The best way to get (or maintain) good siamese is to breed to good siamese (like your doe) I don't even think of breeding them to himilayans, colorpoint beige or burmese because of the shading.


----------



## Anne (Mar 21, 2011)

I dont have any good siameses bucks to breed her to, but the black is after a good siamese, so I hope there will be one in the litter worth continuing with. I wish for a line of stable good siamese both seal and blue points, but it will probably take a couple of generation to get some as good as Sia.

I really really hope that some of these siameses will have good points.


----------



## PPVallhunds (Jul 26, 2010)

love mum! wish my siamese girls were that good


----------



## moustress (Sep 25, 2009)

Ooh! the siamese doe in the second pic is lovely! Even her toenails are dark.


----------



## Anne (Mar 21, 2011)

the second pic? I dont follow 

but the breeder of Sia (mum) is very concerned with the colour being all over the mouse, even on the feet and the toes 

I just want these to grow up now so I can tell what they will be like! :lol:


----------



## SiamMeece (Sep 21, 2010)

Anne said:


> but the breeder of Sia (mum) is very concerned with the colour being all over the mouse, even on the feet and the toes


I'm afraid I don't understand?
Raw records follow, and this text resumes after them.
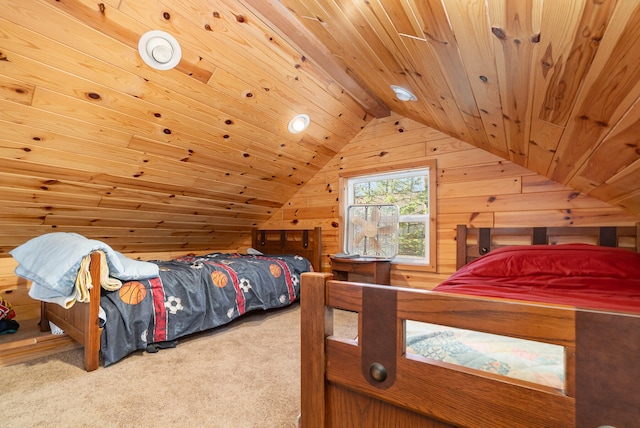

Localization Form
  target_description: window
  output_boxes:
[342,162,435,267]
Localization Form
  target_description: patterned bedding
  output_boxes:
[406,321,564,389]
[100,253,311,367]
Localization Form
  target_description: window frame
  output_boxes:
[338,160,437,272]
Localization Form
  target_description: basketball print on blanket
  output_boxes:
[119,281,147,305]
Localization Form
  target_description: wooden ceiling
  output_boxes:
[0,0,640,254]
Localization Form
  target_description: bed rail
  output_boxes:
[301,273,640,428]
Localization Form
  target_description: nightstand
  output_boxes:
[331,257,391,285]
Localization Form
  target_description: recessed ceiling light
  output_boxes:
[289,114,311,134]
[138,30,182,70]
[391,85,418,101]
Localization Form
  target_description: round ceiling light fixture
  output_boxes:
[391,85,418,102]
[138,30,182,70]
[289,114,311,134]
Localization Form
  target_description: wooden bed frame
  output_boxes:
[300,225,640,428]
[40,227,322,371]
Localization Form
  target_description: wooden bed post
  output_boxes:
[81,252,102,372]
[300,272,333,428]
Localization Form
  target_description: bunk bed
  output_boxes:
[301,224,640,428]
[16,228,322,371]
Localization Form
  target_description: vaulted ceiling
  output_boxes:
[0,0,640,252]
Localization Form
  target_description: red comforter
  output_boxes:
[435,244,640,312]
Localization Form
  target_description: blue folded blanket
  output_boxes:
[9,232,158,298]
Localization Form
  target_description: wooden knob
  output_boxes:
[369,363,387,382]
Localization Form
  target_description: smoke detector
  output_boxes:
[391,85,418,102]
[138,30,182,70]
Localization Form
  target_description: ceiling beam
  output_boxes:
[240,0,391,118]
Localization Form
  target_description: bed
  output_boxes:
[14,228,321,371]
[301,224,640,428]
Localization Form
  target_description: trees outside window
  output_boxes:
[342,165,435,265]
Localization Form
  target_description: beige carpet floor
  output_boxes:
[0,304,357,428]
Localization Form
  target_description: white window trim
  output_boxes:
[339,160,437,271]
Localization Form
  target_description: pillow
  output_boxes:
[462,244,640,279]
[9,232,158,297]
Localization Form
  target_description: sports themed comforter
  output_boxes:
[100,253,311,367]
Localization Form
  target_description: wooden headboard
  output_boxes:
[456,223,640,269]
[251,227,322,272]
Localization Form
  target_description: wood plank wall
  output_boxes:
[263,115,640,288]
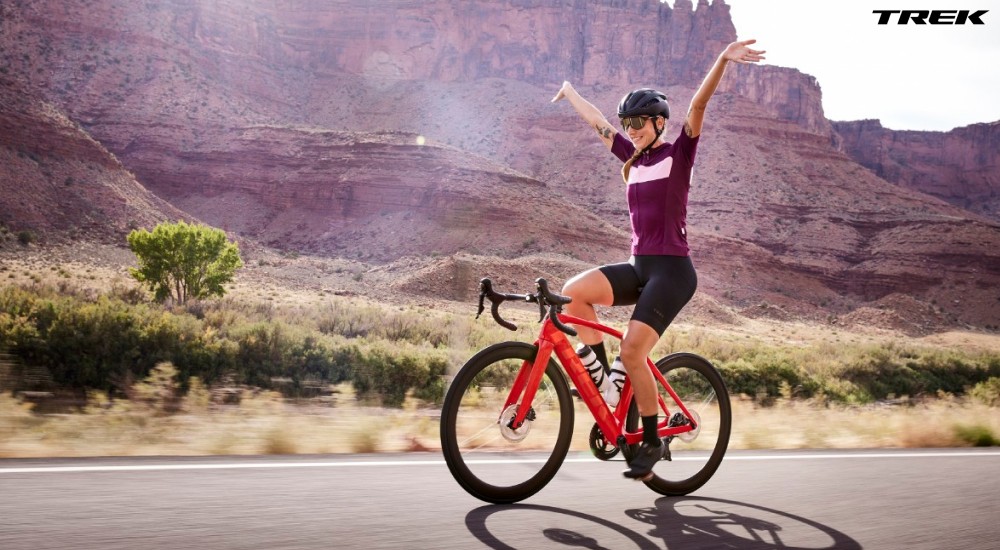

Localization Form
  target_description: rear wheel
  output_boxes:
[625,353,732,496]
[441,342,573,503]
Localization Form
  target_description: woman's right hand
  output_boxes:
[552,80,573,103]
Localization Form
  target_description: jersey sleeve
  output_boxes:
[674,126,701,166]
[611,133,635,162]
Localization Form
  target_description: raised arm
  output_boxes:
[552,82,618,149]
[684,40,766,138]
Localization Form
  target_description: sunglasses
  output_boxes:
[621,116,649,132]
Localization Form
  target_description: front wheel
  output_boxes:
[625,353,732,496]
[441,342,573,504]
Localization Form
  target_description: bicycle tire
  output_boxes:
[441,342,574,504]
[623,353,732,496]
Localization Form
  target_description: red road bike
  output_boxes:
[441,279,732,504]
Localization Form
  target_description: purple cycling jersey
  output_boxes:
[611,128,700,256]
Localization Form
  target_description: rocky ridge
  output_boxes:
[0,0,1000,326]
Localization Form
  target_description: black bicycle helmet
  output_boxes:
[618,88,670,118]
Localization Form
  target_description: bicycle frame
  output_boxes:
[504,313,698,446]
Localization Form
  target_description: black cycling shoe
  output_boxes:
[622,441,667,481]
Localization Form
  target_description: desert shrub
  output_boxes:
[954,424,1000,447]
[841,345,1000,400]
[351,347,447,407]
[719,355,819,404]
[969,376,1000,407]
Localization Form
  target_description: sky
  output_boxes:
[708,0,1000,131]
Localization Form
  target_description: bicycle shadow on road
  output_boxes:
[625,497,861,550]
[465,497,861,550]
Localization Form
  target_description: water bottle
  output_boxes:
[576,344,611,394]
[604,357,625,407]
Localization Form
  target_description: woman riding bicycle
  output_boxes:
[552,40,765,479]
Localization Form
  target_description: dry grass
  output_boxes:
[0,245,1000,457]
[0,391,1000,458]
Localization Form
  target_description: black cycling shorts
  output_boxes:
[600,256,698,336]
The mouse has good colouring and points, imho, especially the feet. If one of the siamese pups is a buck with good feet you may wanna breed him back to his mum  feet are one of the hardest to get right.


----------



## moustress (Sep 25, 2009)

Arrgghh! I meant the first picture.  sorry.


----------



## Anne (Mar 21, 2011)

SiamMeece: that is my plan  The dad has black toenails and toes, so I hope the kids, or at least some of them, have too.

mousetress: oh ok, now I understand


----------